We recruited a pool of volunteer teachers through the ESCs, asking the ESCs to recruit a wide variety of teachers in their region. For the 7th grade study, we randomly selected a sample of 140 teachers from the pool. In the first year of this study, teachers in the control condition attended an acclaimed workshop on proportionality--the same workshop was used to introduce the intervention to the experimental group and the experimental group received additional training in SimCalc materials. The control teachers taught their normal proportionality unit; the experimental teachers taught a SimCalc replacement unit. The study has a delayed treatment design--the control teachers go to a workshop and teach the SimCalc unit in the 2nd year and we compare them to the teachers who are now receiving a second workshop and teaching SimCalc a second time. For the 8th grade study, we accepted all 80 teachers whose applications qualified.
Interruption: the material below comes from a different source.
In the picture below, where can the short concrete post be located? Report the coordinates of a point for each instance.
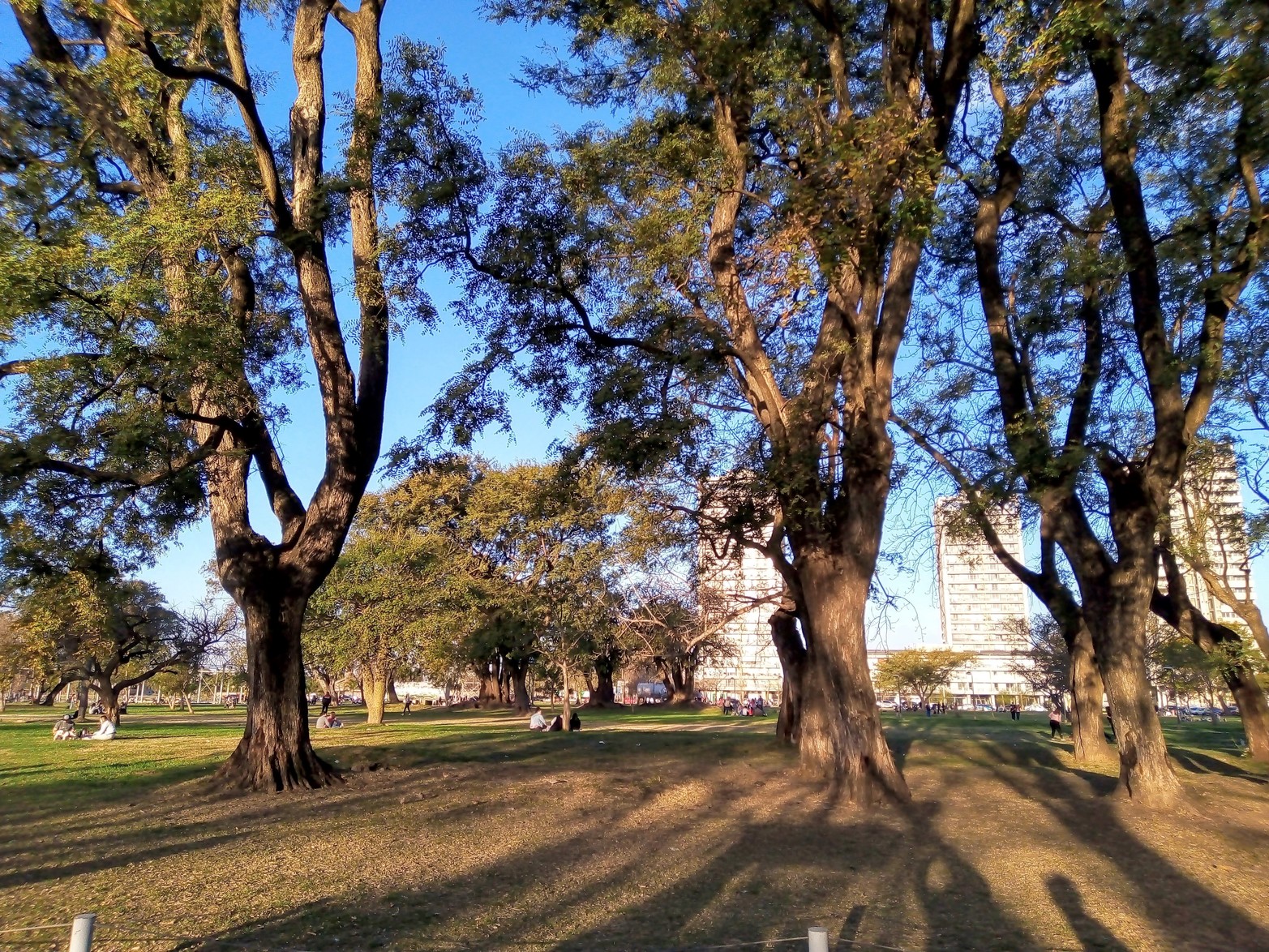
(81, 932)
In the control condition, teachers go to a high quality technology-based workshop and teacher their regular 8th grade linear functions unit.
The main outcome measure in each grade level is a test of student understanding of the relevant mathematics. We constructed these measures through an extensive assessment development process, which included specification of an assessment blueprint, development of items, expert panel review of items, protocol analysis as students solved items, collection of pilot data and application of item response theory, and assembly of a final test. We also constructed measures of teachers' "Mathematical Knowledge for Teaching" using a similar process. In addition, we collect background data on teachers and their schools, teachers' responses to an attitude survey, classroom logs, and
observations in a subsample of classrooms. The primary analysis technique will be hierarchical linear modeling, with students nested within teachers. We plan to complement statistical analysis with three sets of case studies.
Findings: First findings will be available in Fall 2006. We plan to make our quantative data sets available to others after our results are peer-reviewed and published. In addition, we have offered a workshop in our assessment development process at AERA.